The manifestation of this infrastructure will be an operational “virtual observatory” available to scientists and to the public. Investigators acquire existing astronomical data from a variety of observatory archives through “virtual instruments”, that is, computer interfaces, tools, and services. The NVO is planned and implemented in synergy with the research community, the primary users of the system. In 2007, the operational stage of the NVO will begin with combined funding from NSF and NASA and programmatically executed through NSF. Scientists access the NVO through the NVO website.[1]

Data

Data are available from a variety of observatories and wavelengths, including NSF's National Optical Astronomy Observatory (NOAO), National Radio Astronomy Observatory (NRAO), the Sloan Digital Sky Survey (SDSS), and the 2 Micron All Sky Survey (2MASS). Also found in the NVO are NASA's rich data collections including data from the Hubble Space Telescope, the Chandra X-ray Observatory, the Spitzer Space Telescope, and other space-based missions. NVO provides access to a variety of additional data from nearly every astronomical research facility, observatory, and telescope across the globe.

Collaboration

The NVO development project is distributed across many institutions and includes teams at the Johns Hopkins University, California Institute of Technology, Space Telescope Science Institute, NOAO, Infrared Processing and Analysis Center, San Diego Supercomputer Center, and the Associated Universities, Inc. Affiliate organizations with participating teams include Goddard Space Flight Center, Carnegie Mellon University, University of Pittsburgh, National Center for Supercomputing Applications, Smithsonian Astrophysical Observatory, University of Southern California, Fermilab, United States Naval Observatory, the University of Wisconsin–Madison, and National Radio Astronomy Observatory.
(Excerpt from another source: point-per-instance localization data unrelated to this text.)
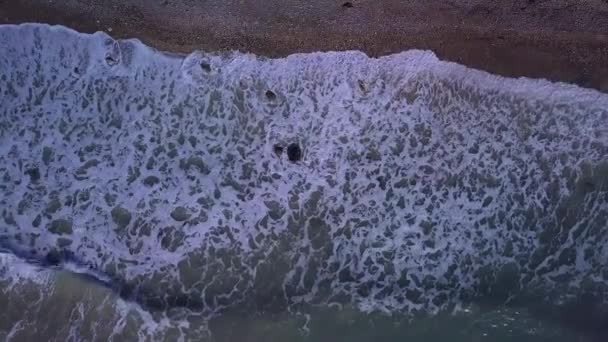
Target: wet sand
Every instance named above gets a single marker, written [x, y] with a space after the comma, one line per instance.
[560, 40]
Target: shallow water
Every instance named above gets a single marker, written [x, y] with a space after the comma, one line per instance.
[148, 195]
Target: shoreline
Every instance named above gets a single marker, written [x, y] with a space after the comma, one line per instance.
[563, 41]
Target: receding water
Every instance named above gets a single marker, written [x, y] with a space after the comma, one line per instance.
[318, 197]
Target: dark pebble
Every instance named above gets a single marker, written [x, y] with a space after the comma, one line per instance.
[278, 150]
[206, 67]
[34, 174]
[294, 152]
[270, 95]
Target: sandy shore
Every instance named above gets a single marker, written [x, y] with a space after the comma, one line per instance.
[561, 40]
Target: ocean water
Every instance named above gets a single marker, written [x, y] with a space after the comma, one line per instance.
[151, 196]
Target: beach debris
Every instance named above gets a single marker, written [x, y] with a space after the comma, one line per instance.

The NVO, a US effort, has affiliates throughout the international astronomical community including IVOA, AstroGrid (UK), Euro-VO, the Japanese VO, the Australian VO, VO India and ten other national programs.

Public Access

Along with its objective to serve the scientific community by enabling research through distributed data sources and services, the NVO intends to serve the public through educational and outreach resources on the Virtual Observatory website.[2] The modest NVO Education and Public Outreach (EPO) effort is coordinated from Space Telescope Science Institute. The NVO provides technical support for the development of educational modules integrated into partner programs. NVO EPO coordinates activities with the international communities as well.